BP and Rio Tinto Form JV for Hydrogen-Fueled Power Generation with CCS
17 May 2007
BP and Rio Tinto have formed a new jointly-owned company, Hydrogen Energy, which will develop “decarbonized” energy projects around the world. The venture will initially focus on hydrogen-fueled power generation, using fossil fuels and carbon capture and storage (CCS) technology.
Decarbonized energy projects convert fossil fuel feedstocks such as coal, petroleum coke (a refinery by-product) or natural gas to hydrogen and carbon dioxide gases, with the carbon dioxide being captured and sequestered.
In power projects, the hydrogen will fuel a gas turbine for generation of industrial-scale supplies of electrical power. Full integration with CCS technology would ensure that 90% of the carbon dioxide which would otherwise have been emitted to the atmosphere would be captured and stored, according to the companies.
Hydrogen Energy will benefit from the capabilities of both parent companies: Rio Tinto’s expertise and assets in coal extraction and supply; and BP’s experience and expertise in chemical processing, low-carbon power generation and carbon capture and storage.
Coal is a key part of Rio Tinto’s energy business and we believe it has an essential role in generating clean power in the future. The investment we are making in Hydrogen Energy will allow us to deliver decarbonized energy and carbon capture and storage. Although initial projects may be based on non-coal feedstocks, they will be significant building blocks in the development of coal gasification on an industrial scale. Investing now means we will be well-placed to create value for shareholders from opportunities in the emerging clean power market.—Tom Albanese, Chief Executive, Rio Tinto
Hydrogen Energy, whose final formation will be subject to regulatory approvals, will identify and secure opportunities for decarbonized energy projects worldwide, working with governments to determine appropriate policies and regulatory regimes, and develop and operate the assets, with partners where appropriate. The projects will typically use coal or petroleum coke as feedstock; although in some cases natural gas may be used.

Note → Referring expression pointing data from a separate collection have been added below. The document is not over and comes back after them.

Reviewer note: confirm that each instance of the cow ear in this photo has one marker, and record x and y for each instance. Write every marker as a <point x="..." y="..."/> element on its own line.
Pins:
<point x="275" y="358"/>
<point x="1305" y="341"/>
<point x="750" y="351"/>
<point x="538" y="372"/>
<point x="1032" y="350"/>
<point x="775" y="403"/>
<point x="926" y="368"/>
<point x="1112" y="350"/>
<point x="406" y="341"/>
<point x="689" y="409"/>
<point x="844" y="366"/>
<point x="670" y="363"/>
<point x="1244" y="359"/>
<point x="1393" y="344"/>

BP’s previously announced hydrogen-fueled power projects in Peterhead, Scotland and Carson, California will become part of Hydrogen Energy. (Earlier post.) As part of the agreement, Rio Tinto will make a cash payment to BP of some $32 million, subject to post-completion adjustments.
Hydrogen Energy will be headquartered in Weybridge in the south-east of England and will initially have a staff of 75 seconded from the parent companies. The chief executive of Hydrogen Energy was today named as Lewis Gillies, formerly head of BP’s hydrogen power business and its chief financial officer as Peter Cunningham, formerly head of business evaluation for Rio Tinto.